Was 2020 the worst year ever, or was it just a warning of what to expect in the year to follow?

Maybe we spoke too soon when we said good riddance to 2020.
Maybe we spoke too soon when we said good riddance to 2020.

LIKE everyone else I couldn’t wait for the end of 2020.

So many lost their jobs, businesses and, tragically, some even their lives.

Yet, on a personal front, the way 2021 has started, I can’t help but wish for 2020 to return.

I should have seen the early signs in the lead-up to New Year as my left big toe started throbbing.

After spending three days of the first week of 2021 housebound, I realised I was under attack from the worst form of gout I’d experienced.

Seven weeks later I’m still limping.

On my third visit to the doctor in week six, she looked at my blood test results: “But your uric acid levels seems fine”, prompting me to ask if it really was gout.

“I’m starting to think it’s not,” she replied, instilling little confidence in me of her diagnosis abilities.

She wrote me another script: “Take these for a week”.

With even less confidence, I retreated home and took my medicine, and for three days I was walking almost without noticeable limp.

I’d worked the weekend so looked forward to a four-day break the next weekend with a spring in my step.

However, the health gods never let me off lightly.

The night before my long weekend I started sniffling and sneezing.

”Oh great! COVID!”, I feared.

The four day break turned into four days of couch and tissues.

Of course, come Sunday, the “COVID” had subsided but I couldn’t help notice the left big toe starting to turn red again.

Yes, by bedtime my toe was throbbing, signalling the return of Mr Gout.

After four days of sneezing, sniffling and watery eyes, I retired to bed early and was sound asleep by 9pm Sunday.

Some time later, which turned out to be 11.15pm, the second-hand cat woke me and, as I always do when I stir in the night, I looked to my mobile phone beside the bed for the time.

When I couldn’t see the mobile phone, my court reporting instincts kicked in and I grabbed my torch.

Hobbling out as quickly as I could, my suspicions were confirmed when I found my sliding door had been jimmied open giving access to, what I discovered later, four burglars.

As I spoke with police on the phone, a quick stock take found they’d taken my phone, wallet, rosary beads pouch, some bits and pieces and one stubby from the fridge.

Most distressing was the rosary beads pouch which contained two irreplaceable gold rings that are my eternal link to my late father and which I’d carried in my left trouser pocket since the mid-1980s.

To date, nothing has been recovered, but I commend the police who were not only very kind and understanding with me but had the juvenile culprits in handcuffs within the hour.
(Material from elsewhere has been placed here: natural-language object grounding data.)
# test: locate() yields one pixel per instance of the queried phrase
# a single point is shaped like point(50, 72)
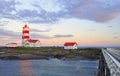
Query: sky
point(54, 22)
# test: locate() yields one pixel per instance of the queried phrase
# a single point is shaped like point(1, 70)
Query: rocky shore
point(49, 52)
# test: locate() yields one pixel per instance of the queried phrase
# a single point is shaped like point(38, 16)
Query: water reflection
point(25, 68)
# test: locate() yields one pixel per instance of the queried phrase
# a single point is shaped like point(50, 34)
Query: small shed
point(13, 45)
point(70, 45)
point(32, 43)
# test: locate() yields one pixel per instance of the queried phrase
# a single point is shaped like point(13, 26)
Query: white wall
point(71, 47)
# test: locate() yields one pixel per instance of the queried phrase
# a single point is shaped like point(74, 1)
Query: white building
point(13, 45)
point(70, 45)
point(32, 43)
point(26, 41)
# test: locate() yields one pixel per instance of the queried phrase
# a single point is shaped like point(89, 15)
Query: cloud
point(36, 30)
point(18, 35)
point(60, 36)
point(10, 34)
point(2, 23)
point(50, 11)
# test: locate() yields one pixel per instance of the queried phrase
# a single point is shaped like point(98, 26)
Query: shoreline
point(49, 53)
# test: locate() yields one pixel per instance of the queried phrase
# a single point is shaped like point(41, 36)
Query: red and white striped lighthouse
point(25, 34)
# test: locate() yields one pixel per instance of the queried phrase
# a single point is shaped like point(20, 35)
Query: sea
point(51, 67)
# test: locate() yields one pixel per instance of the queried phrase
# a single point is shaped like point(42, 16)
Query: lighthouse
point(26, 41)
point(25, 34)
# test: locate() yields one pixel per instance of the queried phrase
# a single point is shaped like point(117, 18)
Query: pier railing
point(112, 59)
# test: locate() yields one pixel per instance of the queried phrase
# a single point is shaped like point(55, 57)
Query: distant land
point(49, 52)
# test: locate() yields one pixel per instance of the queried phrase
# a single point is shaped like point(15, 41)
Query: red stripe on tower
point(25, 32)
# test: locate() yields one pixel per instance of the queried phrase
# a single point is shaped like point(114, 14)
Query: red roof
point(70, 43)
point(25, 37)
point(25, 26)
point(32, 41)
point(25, 31)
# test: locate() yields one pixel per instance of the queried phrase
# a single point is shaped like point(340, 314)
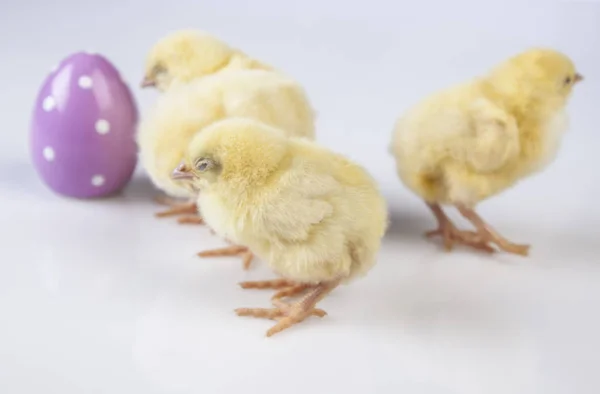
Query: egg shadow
point(20, 177)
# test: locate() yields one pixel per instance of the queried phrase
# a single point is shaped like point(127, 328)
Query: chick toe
point(489, 234)
point(451, 235)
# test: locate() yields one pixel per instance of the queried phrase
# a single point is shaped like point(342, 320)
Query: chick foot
point(234, 250)
point(290, 314)
point(189, 209)
point(451, 235)
point(489, 234)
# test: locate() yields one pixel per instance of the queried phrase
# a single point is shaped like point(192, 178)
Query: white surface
point(101, 297)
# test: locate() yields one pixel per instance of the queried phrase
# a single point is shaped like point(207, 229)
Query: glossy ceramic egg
point(82, 135)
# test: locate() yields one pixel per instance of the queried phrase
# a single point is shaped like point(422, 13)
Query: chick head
point(182, 56)
point(234, 153)
point(539, 74)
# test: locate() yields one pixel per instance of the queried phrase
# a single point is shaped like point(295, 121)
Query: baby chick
point(315, 217)
point(184, 110)
point(465, 144)
point(185, 55)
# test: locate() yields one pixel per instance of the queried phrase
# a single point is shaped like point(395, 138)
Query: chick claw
point(287, 315)
point(452, 235)
point(233, 250)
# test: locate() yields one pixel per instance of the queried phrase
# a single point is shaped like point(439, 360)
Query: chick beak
point(182, 173)
point(147, 82)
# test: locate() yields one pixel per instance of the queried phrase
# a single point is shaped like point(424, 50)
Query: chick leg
point(290, 314)
point(452, 235)
point(490, 234)
point(233, 250)
point(287, 288)
point(189, 209)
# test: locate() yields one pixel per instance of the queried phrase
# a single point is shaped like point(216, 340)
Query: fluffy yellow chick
point(188, 54)
point(185, 110)
point(315, 217)
point(465, 144)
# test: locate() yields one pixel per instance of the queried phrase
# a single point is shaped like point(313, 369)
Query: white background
point(101, 297)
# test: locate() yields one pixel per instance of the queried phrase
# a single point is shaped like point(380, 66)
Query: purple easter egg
point(82, 135)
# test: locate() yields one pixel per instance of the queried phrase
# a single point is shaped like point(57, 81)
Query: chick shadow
point(408, 224)
point(139, 189)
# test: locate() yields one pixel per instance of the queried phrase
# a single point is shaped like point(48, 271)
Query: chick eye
point(158, 69)
point(202, 165)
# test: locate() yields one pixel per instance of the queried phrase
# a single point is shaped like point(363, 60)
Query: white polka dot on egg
point(49, 104)
point(98, 180)
point(102, 126)
point(85, 82)
point(48, 153)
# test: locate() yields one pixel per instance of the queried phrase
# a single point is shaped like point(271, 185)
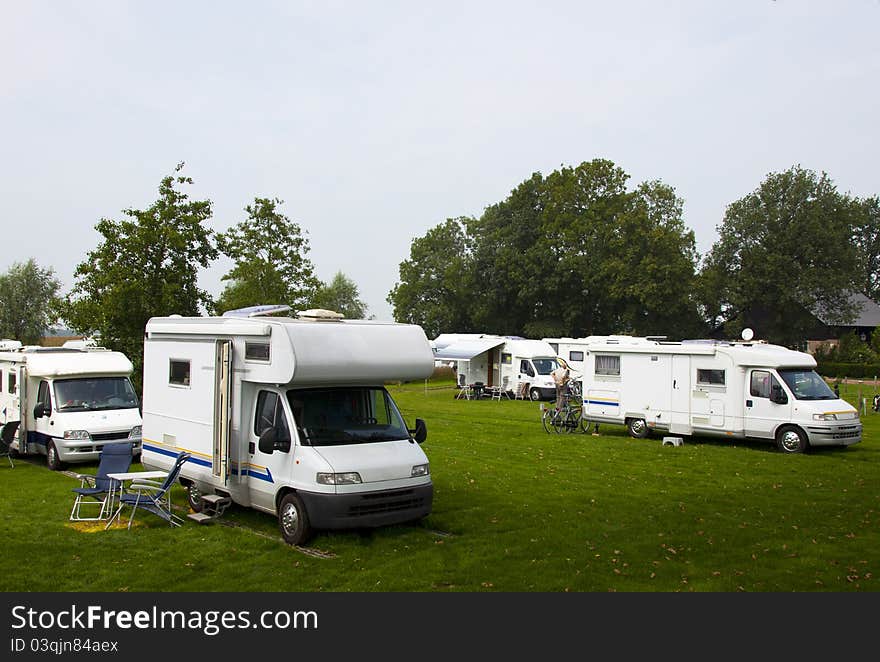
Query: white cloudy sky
point(375, 121)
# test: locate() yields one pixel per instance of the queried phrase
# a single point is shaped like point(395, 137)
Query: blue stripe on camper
point(250, 471)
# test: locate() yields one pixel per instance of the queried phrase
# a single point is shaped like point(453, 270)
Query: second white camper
point(733, 390)
point(289, 416)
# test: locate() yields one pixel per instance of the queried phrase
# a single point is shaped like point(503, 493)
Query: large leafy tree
point(28, 301)
point(341, 295)
point(784, 252)
point(146, 265)
point(269, 251)
point(435, 288)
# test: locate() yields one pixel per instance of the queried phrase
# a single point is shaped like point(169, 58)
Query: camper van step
point(201, 518)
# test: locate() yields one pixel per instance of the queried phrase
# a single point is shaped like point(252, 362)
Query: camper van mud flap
point(368, 509)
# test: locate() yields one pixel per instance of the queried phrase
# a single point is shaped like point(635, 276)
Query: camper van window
point(607, 364)
point(711, 377)
point(270, 414)
point(760, 384)
point(346, 415)
point(94, 394)
point(806, 384)
point(254, 351)
point(178, 372)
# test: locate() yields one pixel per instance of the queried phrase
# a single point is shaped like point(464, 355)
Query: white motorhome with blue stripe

Fair dinkum! If the Premier thinks her reforms of the juvenile justice system will put a stop of juvenile offending, she really is Palisch in Wonderland.

The staff at my bank were also great in cancelling my cards before they could be used and to arranging replacements which, hopefully, are in the mail (hobbling about town without cash or card is no picnic).

Then there’s Telstra. Well, I’ll just leave that there.

So, please forgive me when I say: “Bring back 2020!”